RACE-PCR. A 0.9-kb portion of an opossum kidney uroguanylin receptor GC (8) amplified by RT-PCR was extended in the 3' and 5' direction using rapid amplification of cDNA ends (RACE)-PCR. For 3'-RACE-PCR, total RNA was reverse transcribed as described above except that an oligo(dT)17 adapter (GACTCGAGTCGACATCGA) was used as the primer. The cDNAs were then amplified with a gene-specific primer (GAAACCCTTCCGCCCAGAT) and the adapter primer (GACTCGAGTCGACATCGA) using the conditions described above. The PCR product was cloned into pCR II, sequenced, and analyzed as previously described (36). For 5'-RACE-PCR, total RNA was reverse transcribed with a gene-specific primer (CAGTCAAAACAACGAGAGTT or CTGATGGAACCTTTATGGAT), the cDNA was purified with a G-50 spin column, and then it was dA-tailed using terminal deoxyribonucleotidyltransferase (Boehringer Mannheim, Indianapolis, IN). The dA-tailed cDNA was then amplified using a second gene-specific primer (CAACGGATGAAAAGGA or CTATTCAGAGGAATGTTTCTGG) and the oligo(dT)17 adapter and adapter primer. The PCR product was then cloned into pCRII and sequenced.

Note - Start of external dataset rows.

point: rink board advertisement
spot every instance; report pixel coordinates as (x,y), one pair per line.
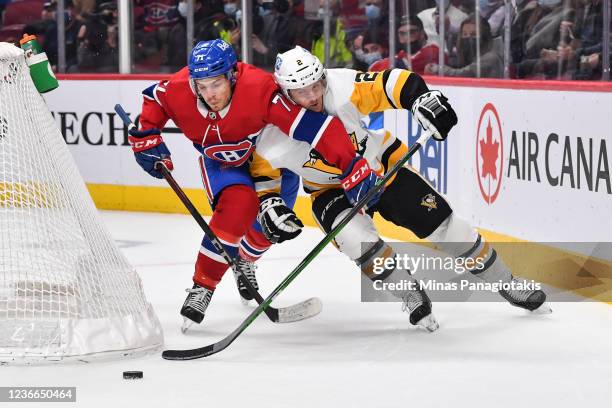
(532,164)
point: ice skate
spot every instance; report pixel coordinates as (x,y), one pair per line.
(531,300)
(248,269)
(195,306)
(418,306)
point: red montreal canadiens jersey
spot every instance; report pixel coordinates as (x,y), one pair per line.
(229,136)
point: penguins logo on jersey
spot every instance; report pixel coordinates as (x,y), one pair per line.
(317,162)
(429,201)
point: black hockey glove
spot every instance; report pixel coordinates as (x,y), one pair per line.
(434,113)
(279,222)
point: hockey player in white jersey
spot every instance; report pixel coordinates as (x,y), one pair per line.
(408,200)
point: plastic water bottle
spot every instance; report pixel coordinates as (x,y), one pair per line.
(40,69)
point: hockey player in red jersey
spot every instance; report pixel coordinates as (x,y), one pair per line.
(408,201)
(221,106)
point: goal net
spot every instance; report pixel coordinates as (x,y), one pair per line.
(66,291)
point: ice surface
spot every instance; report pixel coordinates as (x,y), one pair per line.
(352,355)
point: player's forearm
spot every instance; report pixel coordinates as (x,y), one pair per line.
(152,116)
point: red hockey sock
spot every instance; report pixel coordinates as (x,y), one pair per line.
(234,213)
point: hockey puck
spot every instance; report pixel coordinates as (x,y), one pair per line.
(132,375)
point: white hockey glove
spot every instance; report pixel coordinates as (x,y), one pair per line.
(279,222)
(434,113)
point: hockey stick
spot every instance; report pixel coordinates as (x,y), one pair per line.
(300,311)
(229,339)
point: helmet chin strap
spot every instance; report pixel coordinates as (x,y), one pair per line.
(323,80)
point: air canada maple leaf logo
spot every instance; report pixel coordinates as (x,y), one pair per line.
(489,153)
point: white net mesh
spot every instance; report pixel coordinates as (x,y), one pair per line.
(65,288)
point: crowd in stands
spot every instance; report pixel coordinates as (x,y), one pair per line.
(549,39)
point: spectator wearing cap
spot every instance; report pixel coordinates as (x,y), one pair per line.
(411,32)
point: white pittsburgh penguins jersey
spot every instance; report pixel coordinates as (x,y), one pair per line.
(350,95)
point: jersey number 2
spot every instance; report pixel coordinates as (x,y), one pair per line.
(277,98)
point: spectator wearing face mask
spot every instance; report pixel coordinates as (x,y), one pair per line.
(535,28)
(177,37)
(340,55)
(278,34)
(577,55)
(491,56)
(422,52)
(430,20)
(495,13)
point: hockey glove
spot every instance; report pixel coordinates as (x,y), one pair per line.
(358,179)
(279,222)
(149,148)
(434,113)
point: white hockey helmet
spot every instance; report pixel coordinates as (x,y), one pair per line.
(297,68)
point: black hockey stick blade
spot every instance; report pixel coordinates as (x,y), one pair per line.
(221,345)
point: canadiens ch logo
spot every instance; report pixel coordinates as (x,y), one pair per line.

Northern analysis of receptor mRNA expression. Total RNA (40 µg) from various opossum tissues were fractionated on a 1% agarose gel containing formaldehyde and then transferred to nylon membranes. The membranes were hybridized with a cDNA representing portions of the ligand-binding domain (nucleotides 130-631) and ligand-binding and kinase-homology domains (nucleotides 916-1810), which were labeled with [alpha -32P]dCTP by the random priming method (Boehringer Mannheim). A human beta -actin cDNA (HHCI89; American Type Culture Collection, Rockville, MD) was also used in the hybridization to estimate RNA loading; however, this probe bound to two sizes of mRNA transcript (36). Total RNA from three different animals was examined on three separate blots, with the blots being hybridized twice with each probe.

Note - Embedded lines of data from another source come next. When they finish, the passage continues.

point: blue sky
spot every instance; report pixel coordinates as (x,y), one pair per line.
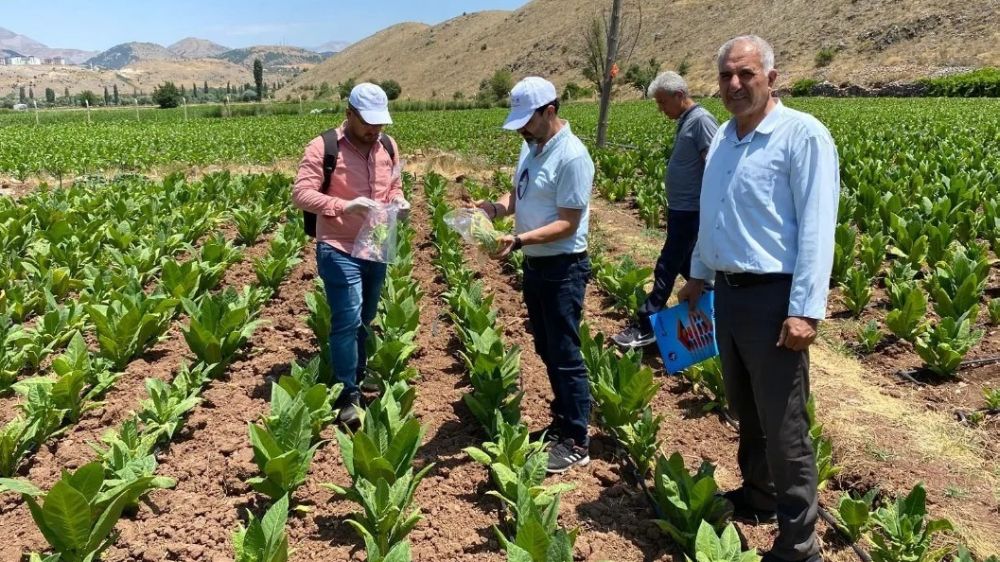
(307,23)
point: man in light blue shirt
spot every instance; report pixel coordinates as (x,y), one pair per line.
(766,236)
(550,202)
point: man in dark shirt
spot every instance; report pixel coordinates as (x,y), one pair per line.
(695,129)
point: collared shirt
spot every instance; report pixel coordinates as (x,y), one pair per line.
(561,176)
(769,204)
(355,176)
(685,168)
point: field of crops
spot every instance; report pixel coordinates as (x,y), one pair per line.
(163,390)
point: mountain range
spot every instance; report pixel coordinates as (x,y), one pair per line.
(122,55)
(853,41)
(27,46)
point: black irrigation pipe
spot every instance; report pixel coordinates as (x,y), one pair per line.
(823,513)
(969,364)
(963,416)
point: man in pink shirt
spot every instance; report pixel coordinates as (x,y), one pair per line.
(365,177)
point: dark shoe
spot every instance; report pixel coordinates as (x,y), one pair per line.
(550,434)
(633,336)
(564,455)
(743,511)
(768,557)
(349,411)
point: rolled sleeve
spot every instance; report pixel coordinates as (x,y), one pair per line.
(396,187)
(815,185)
(307,194)
(698,268)
(574,184)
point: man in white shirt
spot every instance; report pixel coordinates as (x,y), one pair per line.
(769,204)
(550,202)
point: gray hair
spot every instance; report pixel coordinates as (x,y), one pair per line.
(669,82)
(762,46)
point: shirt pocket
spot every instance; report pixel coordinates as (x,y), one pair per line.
(755,185)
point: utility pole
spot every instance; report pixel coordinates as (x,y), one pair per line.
(612,54)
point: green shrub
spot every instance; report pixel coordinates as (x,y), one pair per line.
(803,87)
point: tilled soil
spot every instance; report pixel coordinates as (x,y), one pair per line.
(211,457)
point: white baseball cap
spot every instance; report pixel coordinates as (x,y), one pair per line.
(527,96)
(371,103)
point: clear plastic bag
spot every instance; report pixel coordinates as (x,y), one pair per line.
(475,228)
(376,241)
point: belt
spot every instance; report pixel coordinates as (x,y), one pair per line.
(543,261)
(750,279)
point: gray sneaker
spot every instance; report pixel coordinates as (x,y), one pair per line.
(633,336)
(566,454)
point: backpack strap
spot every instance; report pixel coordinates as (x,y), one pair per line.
(331,151)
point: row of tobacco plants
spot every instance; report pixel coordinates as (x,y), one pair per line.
(529,529)
(77,515)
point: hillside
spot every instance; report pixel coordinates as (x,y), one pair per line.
(194,48)
(873,41)
(272,56)
(10,41)
(122,55)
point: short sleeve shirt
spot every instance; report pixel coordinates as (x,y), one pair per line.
(695,129)
(562,175)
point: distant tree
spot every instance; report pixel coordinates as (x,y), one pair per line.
(684,66)
(324,90)
(167,96)
(496,87)
(344,88)
(392,89)
(258,77)
(88,98)
(641,76)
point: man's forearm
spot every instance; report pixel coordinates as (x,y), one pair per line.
(556,230)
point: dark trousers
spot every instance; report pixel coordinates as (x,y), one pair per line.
(767,387)
(554,288)
(674,260)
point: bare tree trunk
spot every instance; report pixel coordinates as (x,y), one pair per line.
(611,55)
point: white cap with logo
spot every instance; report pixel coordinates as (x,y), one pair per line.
(371,103)
(527,96)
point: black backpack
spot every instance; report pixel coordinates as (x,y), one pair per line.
(331,151)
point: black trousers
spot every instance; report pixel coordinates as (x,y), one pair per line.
(674,260)
(768,387)
(554,289)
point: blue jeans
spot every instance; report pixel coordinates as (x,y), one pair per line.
(554,288)
(353,287)
(674,260)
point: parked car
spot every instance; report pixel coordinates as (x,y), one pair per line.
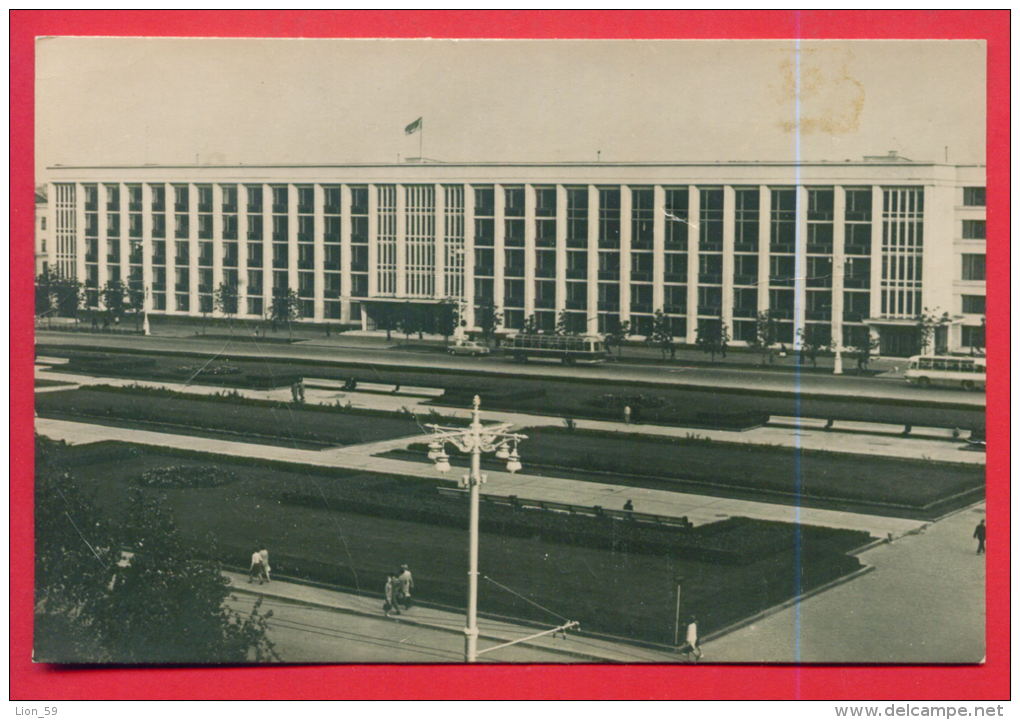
(468,347)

The membranes were prehybridized for 1-3 h at 68°C with QuickHyb solution (Stratagene, La Jolla, CA), then hybridized for a further 14-16 h at 68°C with 1 × 106 cpm of labeled cDNA per milliliter of QuickHyb solution. The blots were washed twice with 2× SSC/0.1% SDS at room temperature followed by a 5- to 15-min wash with 0.2× SSC/0.1% SDS at 60°C. Blots were exposed to film at -80°C with an intensifying screen from 3-72 h.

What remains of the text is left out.